Qual è il metodo di Dio per venire incontro a questa circostanza? Cosa c’entra Abramo, quell’uomo sconosciuto della Mesopotamia?
«Tutta la storia di tutto il mondo diventa chiara in un filone che parte da un uomo della Mesopotamia, Abramo. Dio lo ha scelto per farsi conoscere dagli uomini e per salvare gli uomini che navigavano in una dimenticanza totale o in una affermazione della totalità secondo una propria misura» (Luigi Giussani).
Con Abramo avviene la “nascita” dell’io. La concezione dell’io come rapporto con un Tu che mi chiama nella storia, la percezione dunque della vita come vocazione e del lavoro come compito assegnato da un Altro, la categoria di storia lineare nel rapporto con Dio, sono dimensioni che entrano in gioco per prima volta con la chiamata di Abramo.

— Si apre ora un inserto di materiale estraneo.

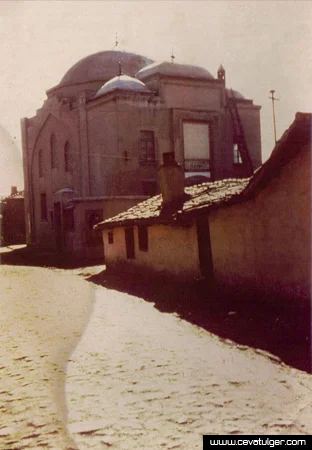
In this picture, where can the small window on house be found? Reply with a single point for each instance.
(143, 238)
(53, 151)
(68, 157)
(149, 188)
(129, 237)
(69, 220)
(43, 207)
(147, 147)
(110, 237)
(236, 155)
(40, 162)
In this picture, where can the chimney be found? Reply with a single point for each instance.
(171, 178)
(13, 190)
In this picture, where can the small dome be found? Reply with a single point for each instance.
(235, 94)
(123, 83)
(174, 70)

San Paolo identifica in Cristo il vero discendente di Abramo (Gal 3,16). Infatti, Abramo, vedendo il giorno di Cristo, si rallegrò (Gv 8,56) perché vedeva in Lui il compimento di quello che era incominciato nella chiamata che Dio gli aveva rivolto.
L’io di Gesù, il Figlio, era l’immagine compiuta, il destino di ciò che era incominciato in Abramo. I discepoli sono stati attratti dalla Sua eccezionalità e, seguendolo, hanno cominciato a fare esperienza del compimento del proprio io.